Take a few moments, sit back, and think back over your life. What have you done? Who have you been?
Hopefully you see some drastic differences along your path. (Okay, if you’re 15, it may be a bit harder to recognize yet.)
When I look back over my journey, I see many things.
- High school
- Masters program
- Job in a retail store
- Job in a bank
- Job with the government
- First business
- Second business
- Third business
The list could go on and on. Mainly because I’ve made big changes to my life, and never was comfortable with staying in one place. I’ve always been a student of change, and when things get a bit too comfortable, I throw in the towel and try something new.
Today I read an amazing article by Julien Smith – I’ve actually read it three times so far. I highly suggest you take a minute or two and read it too. He touches on so many things, and brought up so many ideas, I could go on for a long time.
But one of the main points that has really resonated with me, and I think ultimately had influence over his entire post was a simple thought:
I’d like to be unrecognizable in five years.
He uses that phrase again and again throughout his posts, so I know he uses that as his “tagline” for life.
And the more I thought about it, the more I realize that I’ve used that mantra myself. So if I go backwards in time by five year increments, I can actually see dramatic changes made because I went on a search for something new.
For instance, five years ago was my quest for better health. Now I don’t do things in little ways. Nope. I decided to run a triathlon instead of starting out on a simple plan. Swim ½ mile in open water. Bike for 12 miles. Run for 3. Together, back to back.
And I did it. I wasn’t first – not by a long shot. But I wasn’t last either. I have my medal on my desk to prove it. I keep it there just to remind myself that I can do anything if I put my mind to it. It doesn’t have to be the best in the world – just my own personal best. If I strive for it, I have to follow through and do it to the best of my ability.
There were times throughout my journey that I wanted to give up. Getting up at 5:30 every morning to swim was hard. On the mornings I combined my swim with either biking or running was even harder. And the mornings I put all three together – well, lets just say I questioned my sanity more than once.
But through all of that, I gained a new inner confidence. I felt better. I loved that I was achieving a goal. And people around me began to cheer me on. I had my own little fan club the day of the race – yes, they were sitting on the sidelines as I ran by. What a feeling!
As you are going through your journey, it’s easy to stay where you are, and just accept what you already have in this life.

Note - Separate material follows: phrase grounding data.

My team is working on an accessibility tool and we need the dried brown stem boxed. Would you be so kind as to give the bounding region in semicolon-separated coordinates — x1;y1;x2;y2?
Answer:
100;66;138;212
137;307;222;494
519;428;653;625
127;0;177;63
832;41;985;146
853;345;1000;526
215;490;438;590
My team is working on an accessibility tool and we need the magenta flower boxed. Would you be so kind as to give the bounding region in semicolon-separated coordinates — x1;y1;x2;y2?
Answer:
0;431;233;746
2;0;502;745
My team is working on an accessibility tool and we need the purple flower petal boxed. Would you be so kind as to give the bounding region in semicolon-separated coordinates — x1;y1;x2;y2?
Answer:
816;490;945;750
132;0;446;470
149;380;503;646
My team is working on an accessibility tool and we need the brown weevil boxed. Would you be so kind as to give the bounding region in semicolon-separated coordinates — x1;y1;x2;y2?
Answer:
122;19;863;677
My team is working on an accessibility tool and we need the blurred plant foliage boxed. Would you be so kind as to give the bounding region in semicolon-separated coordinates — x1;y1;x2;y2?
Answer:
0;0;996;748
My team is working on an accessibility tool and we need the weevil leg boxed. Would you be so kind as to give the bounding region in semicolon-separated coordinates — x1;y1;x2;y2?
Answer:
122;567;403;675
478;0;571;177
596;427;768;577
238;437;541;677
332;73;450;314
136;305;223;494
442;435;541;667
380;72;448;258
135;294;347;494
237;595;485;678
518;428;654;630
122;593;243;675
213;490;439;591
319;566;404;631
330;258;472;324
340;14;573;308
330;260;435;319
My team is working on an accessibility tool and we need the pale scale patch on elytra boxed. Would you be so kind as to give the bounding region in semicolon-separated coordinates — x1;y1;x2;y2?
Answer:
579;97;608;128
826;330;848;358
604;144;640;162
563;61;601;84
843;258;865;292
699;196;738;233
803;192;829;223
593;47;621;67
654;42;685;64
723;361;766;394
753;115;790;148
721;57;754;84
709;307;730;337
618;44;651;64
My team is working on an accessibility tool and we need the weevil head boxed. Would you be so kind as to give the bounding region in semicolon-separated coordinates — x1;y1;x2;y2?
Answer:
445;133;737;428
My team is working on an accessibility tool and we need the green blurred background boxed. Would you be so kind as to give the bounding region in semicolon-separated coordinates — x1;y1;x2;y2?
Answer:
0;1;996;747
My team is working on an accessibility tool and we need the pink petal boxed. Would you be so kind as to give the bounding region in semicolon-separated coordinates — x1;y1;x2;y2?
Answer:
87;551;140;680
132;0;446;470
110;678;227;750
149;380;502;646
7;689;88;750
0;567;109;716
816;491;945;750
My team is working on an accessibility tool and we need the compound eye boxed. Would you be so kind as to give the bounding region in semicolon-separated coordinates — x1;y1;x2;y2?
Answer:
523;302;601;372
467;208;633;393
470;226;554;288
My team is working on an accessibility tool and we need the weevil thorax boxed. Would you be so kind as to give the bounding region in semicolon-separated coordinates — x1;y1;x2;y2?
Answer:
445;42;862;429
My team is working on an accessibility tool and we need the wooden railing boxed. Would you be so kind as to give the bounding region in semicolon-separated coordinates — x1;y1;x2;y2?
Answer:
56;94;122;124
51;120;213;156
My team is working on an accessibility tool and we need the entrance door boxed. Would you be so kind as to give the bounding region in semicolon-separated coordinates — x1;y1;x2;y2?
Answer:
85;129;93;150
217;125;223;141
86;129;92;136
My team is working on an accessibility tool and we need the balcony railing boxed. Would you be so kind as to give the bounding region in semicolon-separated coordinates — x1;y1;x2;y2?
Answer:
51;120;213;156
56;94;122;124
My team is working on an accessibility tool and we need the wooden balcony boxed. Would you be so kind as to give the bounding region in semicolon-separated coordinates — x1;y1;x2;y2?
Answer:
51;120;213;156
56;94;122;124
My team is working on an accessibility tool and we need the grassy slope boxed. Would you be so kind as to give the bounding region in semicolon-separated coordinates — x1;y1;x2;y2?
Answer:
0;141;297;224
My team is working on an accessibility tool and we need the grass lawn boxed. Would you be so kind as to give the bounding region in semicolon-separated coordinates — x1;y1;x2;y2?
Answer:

But if you don’t create your own future, who will?
In Julien Smith’s post I mentioned above, he also linked over to Joseph Campbell’s steps in the Hero’s Journey. I loved the list, and actually see myself in that list on a project I’m working on now.
It’s so easy to get stuck along the way. Sometimes you hear the little voice that says “change”. Yet everything in your being is telling you to hold back; stay safe. You have responsibilities after all. Maybe you don’t have what it takes to run your own business. Maybe you are afraid of what others will think. In any case, you stop because you’re not willing to fight through the negatives, and move forward with what the little voice is telling you.
For me, I’ve reached the 7th step, the Supreme Ordeal, in a big project I’m working on to be released later this year. I’ve done a lot of planning, a lot of implementation, and I know this is my future path. But because it’s a big change – huge, in fact – the resistance is starting to set in. These tests are presenting themselves to see if I’ll turn back, or continue down this new path.
The description on the Supreme Ordeal is:
This is sometimes described as the person’s lowest point or darkest moment. The separation has been made between the old world and old self and the potential for a new world/self. By entering this stage, the person shows her/his willingness to make a change, to die and become a new person.
Scary. You have to show your willingness to “die” and become a new person. Put all fear aside, and be willing to change no matter what.
When you make that kind of change, things happen. You lose friends and associates. You lose familiar paths.
But what you gain is so much more. You gain new friends, new mentors, and new experiences. You gain a path that’s clearer than anything you’ve ever seen before. And you gain a new self-assurance that allows you to continue to move forward and grow.
Hopefully you see yourself somewhere in this post. Whether you are just starting to dream about opening up your own photography studio, or are successful and looking for ways to share your photography knowledge with others, you’ve reached a stage where its time to do something new.
What can you do to get where you want to go?
And what can you do to be unrecognizable in five years?